Best Chicago museum exhibits of 2011

By Steve Johnson
Chicago Tribune
December 29, 2011

The year’s biggest news in Chicago museum exhibits (non-visual-arts category) was by the lakefront, where the Adler Planetarium unveiled the long-planned high-tech makeover of its central domed theater, turning the old semi-sphere into a kind of ultimate man cave — and also, we’ll grant you, a pretty nice spot for showing visitors what the universe looks like. Meanwhile, the nearby Field Museum added “Restoring Earth,” its first major permanent exhibit (on a subject not previously covered at the museum) in more than a decade.
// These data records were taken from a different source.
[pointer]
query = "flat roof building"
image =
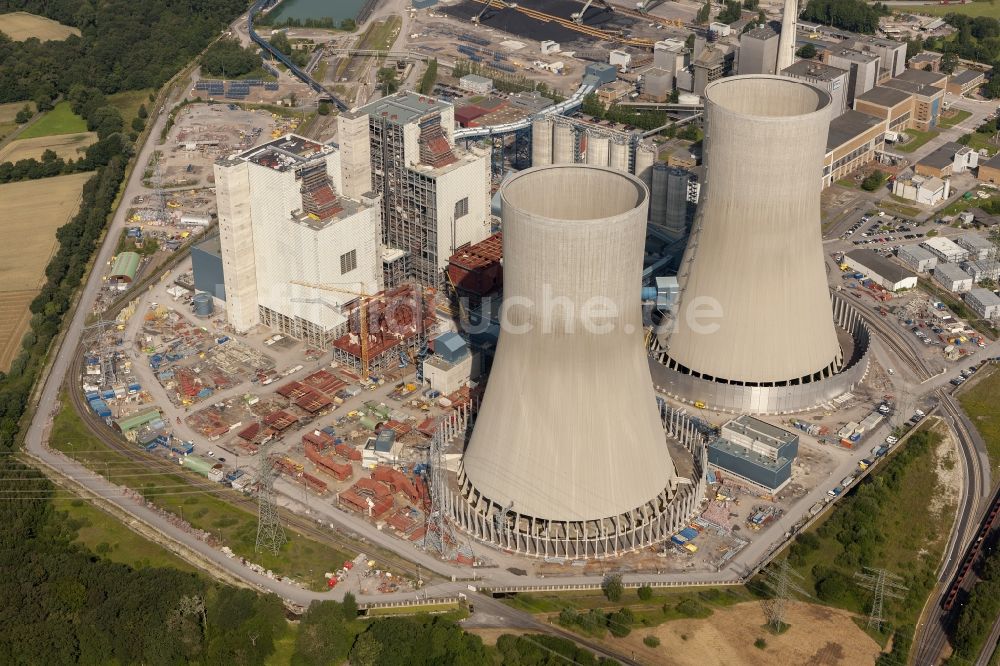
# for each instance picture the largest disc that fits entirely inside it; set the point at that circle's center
(885, 273)
(917, 258)
(852, 142)
(755, 451)
(946, 249)
(978, 247)
(984, 302)
(832, 79)
(952, 278)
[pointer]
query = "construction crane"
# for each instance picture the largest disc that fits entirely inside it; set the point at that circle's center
(578, 16)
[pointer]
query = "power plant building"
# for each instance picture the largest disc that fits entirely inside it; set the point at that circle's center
(756, 330)
(755, 451)
(435, 197)
(568, 456)
(283, 219)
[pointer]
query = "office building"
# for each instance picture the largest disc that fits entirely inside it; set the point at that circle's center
(435, 196)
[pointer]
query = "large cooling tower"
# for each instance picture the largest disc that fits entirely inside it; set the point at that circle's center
(755, 254)
(569, 431)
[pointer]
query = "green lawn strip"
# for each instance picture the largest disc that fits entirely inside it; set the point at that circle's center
(917, 139)
(60, 120)
(105, 535)
(958, 117)
(875, 526)
(980, 402)
(301, 558)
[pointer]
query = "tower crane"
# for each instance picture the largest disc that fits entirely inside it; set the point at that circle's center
(578, 16)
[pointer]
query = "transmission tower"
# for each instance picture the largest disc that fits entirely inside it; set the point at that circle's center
(783, 581)
(883, 584)
(270, 533)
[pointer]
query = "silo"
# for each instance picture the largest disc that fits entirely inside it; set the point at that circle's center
(645, 156)
(564, 143)
(597, 148)
(658, 195)
(758, 257)
(568, 442)
(618, 158)
(541, 142)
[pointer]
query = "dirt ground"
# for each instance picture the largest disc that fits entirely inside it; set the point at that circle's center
(66, 146)
(30, 211)
(816, 635)
(19, 26)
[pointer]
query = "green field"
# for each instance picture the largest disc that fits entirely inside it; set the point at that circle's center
(981, 404)
(105, 535)
(301, 558)
(875, 526)
(128, 103)
(60, 120)
(957, 117)
(917, 139)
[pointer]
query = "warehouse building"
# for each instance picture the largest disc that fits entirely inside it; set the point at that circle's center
(917, 258)
(952, 278)
(946, 249)
(979, 248)
(124, 269)
(887, 274)
(985, 303)
(755, 451)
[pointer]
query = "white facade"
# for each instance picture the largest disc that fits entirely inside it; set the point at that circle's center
(922, 189)
(269, 241)
(984, 302)
(946, 249)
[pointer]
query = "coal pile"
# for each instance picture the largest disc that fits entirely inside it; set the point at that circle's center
(515, 23)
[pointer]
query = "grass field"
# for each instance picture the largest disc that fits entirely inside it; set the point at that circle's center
(301, 558)
(128, 103)
(8, 112)
(66, 146)
(30, 211)
(957, 116)
(106, 536)
(20, 26)
(980, 402)
(60, 120)
(917, 139)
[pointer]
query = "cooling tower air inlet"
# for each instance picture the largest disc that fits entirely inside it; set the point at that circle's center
(569, 437)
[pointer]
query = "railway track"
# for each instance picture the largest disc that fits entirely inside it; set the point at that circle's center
(99, 429)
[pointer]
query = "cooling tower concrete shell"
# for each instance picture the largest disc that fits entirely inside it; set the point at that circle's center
(598, 147)
(645, 157)
(569, 428)
(564, 143)
(618, 157)
(756, 258)
(541, 142)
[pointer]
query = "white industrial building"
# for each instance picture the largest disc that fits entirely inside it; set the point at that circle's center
(283, 219)
(927, 190)
(881, 271)
(979, 248)
(435, 196)
(946, 249)
(917, 258)
(984, 302)
(952, 278)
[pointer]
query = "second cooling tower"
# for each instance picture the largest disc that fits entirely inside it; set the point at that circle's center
(569, 443)
(755, 309)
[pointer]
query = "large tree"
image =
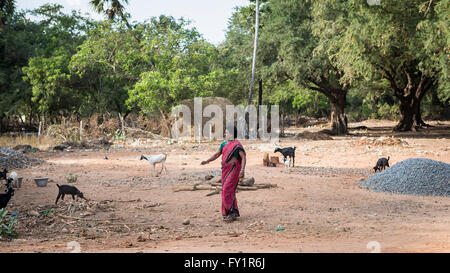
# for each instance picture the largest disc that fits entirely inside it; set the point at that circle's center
(387, 40)
(300, 58)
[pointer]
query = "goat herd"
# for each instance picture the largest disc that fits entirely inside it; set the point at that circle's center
(381, 164)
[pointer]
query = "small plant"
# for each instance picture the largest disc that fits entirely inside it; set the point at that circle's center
(72, 178)
(7, 224)
(47, 212)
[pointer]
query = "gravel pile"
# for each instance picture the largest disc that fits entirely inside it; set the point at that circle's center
(12, 159)
(414, 176)
(329, 172)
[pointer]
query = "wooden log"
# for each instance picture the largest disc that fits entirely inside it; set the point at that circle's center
(196, 187)
(266, 160)
(217, 191)
(246, 188)
(275, 159)
(247, 181)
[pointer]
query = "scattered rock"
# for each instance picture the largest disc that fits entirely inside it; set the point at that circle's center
(414, 176)
(33, 213)
(12, 159)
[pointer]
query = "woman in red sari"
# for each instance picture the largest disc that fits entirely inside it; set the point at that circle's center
(233, 168)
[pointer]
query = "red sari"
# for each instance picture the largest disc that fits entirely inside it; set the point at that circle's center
(230, 177)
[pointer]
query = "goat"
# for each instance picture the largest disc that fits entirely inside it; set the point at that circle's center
(287, 162)
(8, 182)
(67, 189)
(3, 174)
(382, 163)
(4, 198)
(289, 151)
(154, 159)
(12, 177)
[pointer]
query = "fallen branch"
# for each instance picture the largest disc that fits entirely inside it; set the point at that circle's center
(78, 218)
(146, 132)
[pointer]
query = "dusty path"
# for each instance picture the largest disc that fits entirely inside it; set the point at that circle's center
(318, 204)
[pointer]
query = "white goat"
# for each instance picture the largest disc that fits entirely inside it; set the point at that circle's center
(153, 159)
(287, 163)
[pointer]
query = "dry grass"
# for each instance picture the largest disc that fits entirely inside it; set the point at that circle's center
(42, 143)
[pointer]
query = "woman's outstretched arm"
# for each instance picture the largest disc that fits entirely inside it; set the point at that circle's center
(212, 158)
(244, 162)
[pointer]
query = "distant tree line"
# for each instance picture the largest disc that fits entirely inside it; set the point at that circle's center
(316, 58)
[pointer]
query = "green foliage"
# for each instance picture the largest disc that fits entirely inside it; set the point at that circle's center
(72, 178)
(310, 54)
(7, 224)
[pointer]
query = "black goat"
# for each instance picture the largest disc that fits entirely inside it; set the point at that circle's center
(382, 163)
(4, 198)
(289, 151)
(3, 174)
(67, 189)
(8, 182)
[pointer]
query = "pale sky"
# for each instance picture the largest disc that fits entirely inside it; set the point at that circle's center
(209, 17)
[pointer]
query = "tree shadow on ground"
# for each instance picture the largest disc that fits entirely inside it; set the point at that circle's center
(434, 132)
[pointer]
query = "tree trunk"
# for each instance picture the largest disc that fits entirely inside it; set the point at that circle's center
(255, 49)
(408, 110)
(410, 99)
(338, 125)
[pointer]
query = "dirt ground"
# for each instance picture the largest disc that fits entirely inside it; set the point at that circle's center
(317, 206)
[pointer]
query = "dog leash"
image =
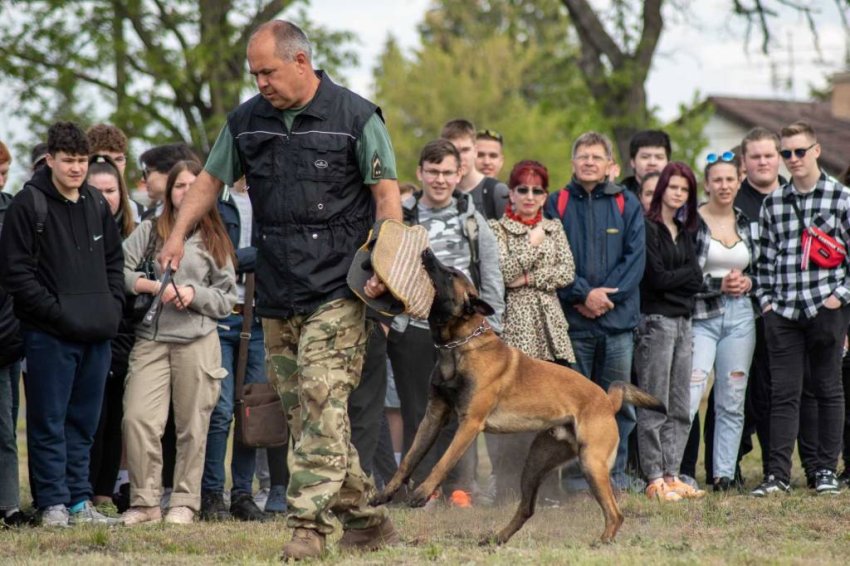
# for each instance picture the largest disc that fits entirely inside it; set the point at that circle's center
(456, 343)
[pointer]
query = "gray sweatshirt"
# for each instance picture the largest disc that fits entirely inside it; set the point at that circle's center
(215, 289)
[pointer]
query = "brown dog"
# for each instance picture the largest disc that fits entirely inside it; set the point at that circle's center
(495, 388)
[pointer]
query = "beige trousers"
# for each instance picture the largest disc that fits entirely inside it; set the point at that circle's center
(189, 377)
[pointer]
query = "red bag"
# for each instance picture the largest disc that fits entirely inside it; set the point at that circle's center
(821, 248)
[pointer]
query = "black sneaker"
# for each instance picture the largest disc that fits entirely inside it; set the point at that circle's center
(826, 483)
(243, 508)
(213, 507)
(844, 478)
(770, 486)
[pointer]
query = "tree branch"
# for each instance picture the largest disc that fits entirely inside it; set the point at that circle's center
(592, 32)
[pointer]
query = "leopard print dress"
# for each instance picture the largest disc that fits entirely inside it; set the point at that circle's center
(534, 321)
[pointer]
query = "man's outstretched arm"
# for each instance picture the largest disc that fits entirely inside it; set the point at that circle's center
(199, 200)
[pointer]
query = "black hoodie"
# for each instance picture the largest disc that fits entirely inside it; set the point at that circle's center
(68, 281)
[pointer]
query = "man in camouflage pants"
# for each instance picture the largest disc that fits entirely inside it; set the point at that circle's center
(320, 169)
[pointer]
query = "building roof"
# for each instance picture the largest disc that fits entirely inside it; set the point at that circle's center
(833, 133)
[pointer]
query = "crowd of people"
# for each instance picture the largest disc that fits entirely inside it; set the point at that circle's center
(632, 279)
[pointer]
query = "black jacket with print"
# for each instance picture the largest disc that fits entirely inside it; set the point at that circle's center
(67, 281)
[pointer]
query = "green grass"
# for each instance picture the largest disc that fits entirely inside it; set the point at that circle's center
(721, 529)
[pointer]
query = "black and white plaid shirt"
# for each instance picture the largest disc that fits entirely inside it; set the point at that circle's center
(781, 283)
(709, 300)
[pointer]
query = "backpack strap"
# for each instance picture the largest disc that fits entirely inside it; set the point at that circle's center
(563, 200)
(489, 199)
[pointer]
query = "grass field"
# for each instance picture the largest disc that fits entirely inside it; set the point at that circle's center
(721, 529)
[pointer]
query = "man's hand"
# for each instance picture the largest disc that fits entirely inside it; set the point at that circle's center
(597, 301)
(584, 311)
(374, 287)
(171, 252)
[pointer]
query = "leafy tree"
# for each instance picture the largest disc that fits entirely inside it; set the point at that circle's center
(498, 63)
(163, 70)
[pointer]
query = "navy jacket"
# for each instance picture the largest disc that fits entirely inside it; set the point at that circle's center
(609, 251)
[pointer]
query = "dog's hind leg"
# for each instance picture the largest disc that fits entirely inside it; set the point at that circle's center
(550, 449)
(596, 458)
(437, 414)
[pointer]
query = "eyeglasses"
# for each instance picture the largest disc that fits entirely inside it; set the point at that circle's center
(593, 158)
(525, 189)
(714, 158)
(493, 134)
(431, 175)
(800, 152)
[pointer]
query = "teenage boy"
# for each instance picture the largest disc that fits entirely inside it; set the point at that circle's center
(604, 226)
(63, 265)
(489, 195)
(455, 231)
(649, 151)
(489, 152)
(804, 304)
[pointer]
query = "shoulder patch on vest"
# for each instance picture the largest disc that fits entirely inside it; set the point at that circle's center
(377, 167)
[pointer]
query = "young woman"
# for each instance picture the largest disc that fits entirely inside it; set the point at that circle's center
(724, 320)
(535, 259)
(105, 176)
(663, 349)
(177, 359)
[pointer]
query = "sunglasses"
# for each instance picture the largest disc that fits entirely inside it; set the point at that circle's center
(493, 134)
(800, 152)
(524, 190)
(714, 157)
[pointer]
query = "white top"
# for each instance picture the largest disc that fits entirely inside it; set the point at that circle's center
(722, 259)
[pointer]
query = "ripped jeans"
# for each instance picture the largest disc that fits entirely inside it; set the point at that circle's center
(725, 344)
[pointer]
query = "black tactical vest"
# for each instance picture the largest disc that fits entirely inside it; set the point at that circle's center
(310, 204)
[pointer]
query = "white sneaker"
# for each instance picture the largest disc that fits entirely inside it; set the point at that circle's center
(54, 516)
(180, 516)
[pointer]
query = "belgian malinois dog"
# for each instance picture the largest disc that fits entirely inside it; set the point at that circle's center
(495, 388)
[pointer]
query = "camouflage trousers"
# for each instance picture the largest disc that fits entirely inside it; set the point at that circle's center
(315, 362)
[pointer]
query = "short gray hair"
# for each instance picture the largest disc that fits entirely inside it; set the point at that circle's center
(289, 39)
(594, 138)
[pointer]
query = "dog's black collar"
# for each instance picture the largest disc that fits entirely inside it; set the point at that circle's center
(456, 343)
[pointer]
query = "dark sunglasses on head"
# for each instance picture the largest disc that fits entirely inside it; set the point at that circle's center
(489, 134)
(715, 157)
(525, 189)
(800, 152)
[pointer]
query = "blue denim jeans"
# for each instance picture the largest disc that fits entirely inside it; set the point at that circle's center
(725, 344)
(243, 459)
(64, 385)
(605, 359)
(9, 482)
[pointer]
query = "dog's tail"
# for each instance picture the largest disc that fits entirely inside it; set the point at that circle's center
(620, 392)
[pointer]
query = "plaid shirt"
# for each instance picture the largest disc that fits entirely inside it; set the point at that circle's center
(709, 301)
(792, 292)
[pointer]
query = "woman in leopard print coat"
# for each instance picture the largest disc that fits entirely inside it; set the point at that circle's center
(536, 260)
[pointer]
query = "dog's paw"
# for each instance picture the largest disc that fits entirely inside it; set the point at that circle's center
(381, 498)
(419, 498)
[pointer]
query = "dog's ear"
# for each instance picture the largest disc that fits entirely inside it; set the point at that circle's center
(474, 304)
It remains a recessionary period — meaning institutions, generally, are leaning more on their own collections than on the big, expensive traveling shows — but these were some of 2011′s highlights: — Steve Johnson

Preview, ‘In Search of Home,’ National Hellenic Museum

Opened to the public in a new building in December, this shiny new addition to Greektown and to the city’s museum community made a wonderful opportunity out of the fact that its main exhibition, subtitled “The Greek Journey From Myth to Modern Day,” is not yet ready as the museum continues to raise money. Instead, visitors get a behind-the-curtains look at the making of a museum display, with curators’ notes, designers’ visual inspirations and samples of the information to be presented when the exhibit is done. The result proves fascinating, both about the stated subject matter and about the broader subject of putting artifacts and knowledge before the public. The preview is scheduled to be up until the main exhibit opens, scheduled for next summer.